We formulate this mathematically with the non-linear least squares problem

\[\min_{\mathbf p,\mathbf q} \ \| \mathbf f (\mathbf p, \mathbf q) - \mathbf y \|^2 =\min_{\mathbf p, \mathbf q} \ \|\mathbf A (\mathbf p) \, \mathbf q - \mathbf y \|^2\]

which is convex in \(\mathbf q\) but not in \(\mathbf p\). To address non-convexity, we break the problem into two parts as outlined in Brain Signals5. First, we find a point that is in the global optimum’s basin of attraction as a warm start, then employ an iterative nonlinear solver.
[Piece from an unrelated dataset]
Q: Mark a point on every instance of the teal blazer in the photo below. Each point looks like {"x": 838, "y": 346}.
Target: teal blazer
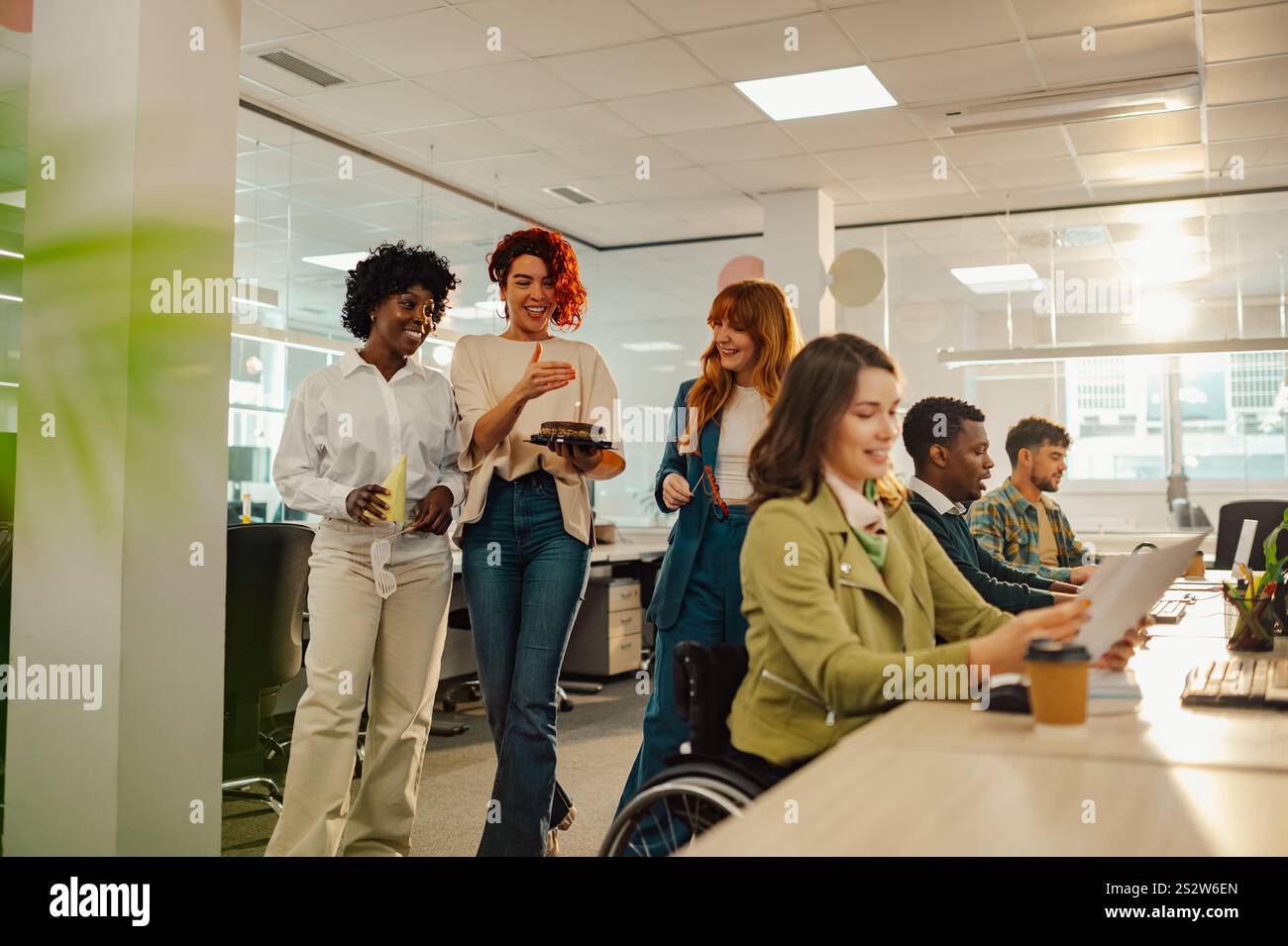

For the warm start, we grid the variable \(\mathbf p\) over the sphere’s interior at \(K\) locations. For each grid value of \(\mathbf p\), the optimal value of \(\mathbf q\) is easily found by solving an ordinary least squares problem, so \(\mathbf q\) does not need to be discretized. In particular, at a fixed grid point \(\mathbf p = \mathbf p_k\) with \(k \in\{1,\ldots,K\}\), the optimal solution \(\mathbf q_k^*\) to the above optimization problem is

\[\mathbf q_k^* = \big( \mathbf A(\mathbf p_k)^T \mathbf A(\mathbf p_k) \big)^{-1} \mathbf A(\mathbf p_k)^T \mathbf y_g.\]

After finding location/moment least square pairs, \((\mathbf p_k, \mathbf q_k^*)\), for all \(K\) discrete locations, the optimal index \(o\) is given by

\[o = \underset{k\in\{1,\ldots,K\}}{\text{argmin}} \ \|\mathbf A (\mathbf p_k) \, \mathbf q_k^* - \mathbf y_g \|^2.\]

Hence, we use pair \((\mathbf p_o, \mathbf q_o^*)\) as a warm start for a continuous optimization algorithm. In our simulations we used L-BFGS6 as the continuous optimization algorithm, which is a quasi-Newton method, although others could be used. L-BFGS iterates through the space of possible values for \((\mathbf p, \mathbf q)\) to find a fit minimizing residual error.

  1. Clancy, Richard J., et al. “A study of scalar optically-pumped magnetometers for use in magnetoencephalography without shielding.” Signal Processing 66 (2021): 175030. 

  2. Knappe, Svenja, Tilmann Sander, and Lutz Trahms. “Optically-pumped magnetometers for MEG.” Magnetoencephalography. Springer, Berlin, Heidelberg, 2014. 993-999. 

  3. Sarvas, Jukka. “Basic mathematical and electromagnetic concepts of the biomagnetic inverse problem.” Physics in Medicine & Biology 32.1 (1987): 11. 

  4. Mosher, John C., Richard M. Leahy, and Paul S. Lewis. “EEG and MEG: forward solutions for inverse methods.” IEEE Transactions on biomedical engineering 46.3 (1999): 245-259. 

  5. Ilmoniemi, Risto J., and Jukka Sarvas. Brain signals: physics and mathematics of MEG and EEG. Mit Press, 2019. 

  6. Liu, Dong C., and Jorge Nocedal. “On the limited memory BFGS method for large scale optimization.” Mathematical programming 45.1 (1989): 503-528.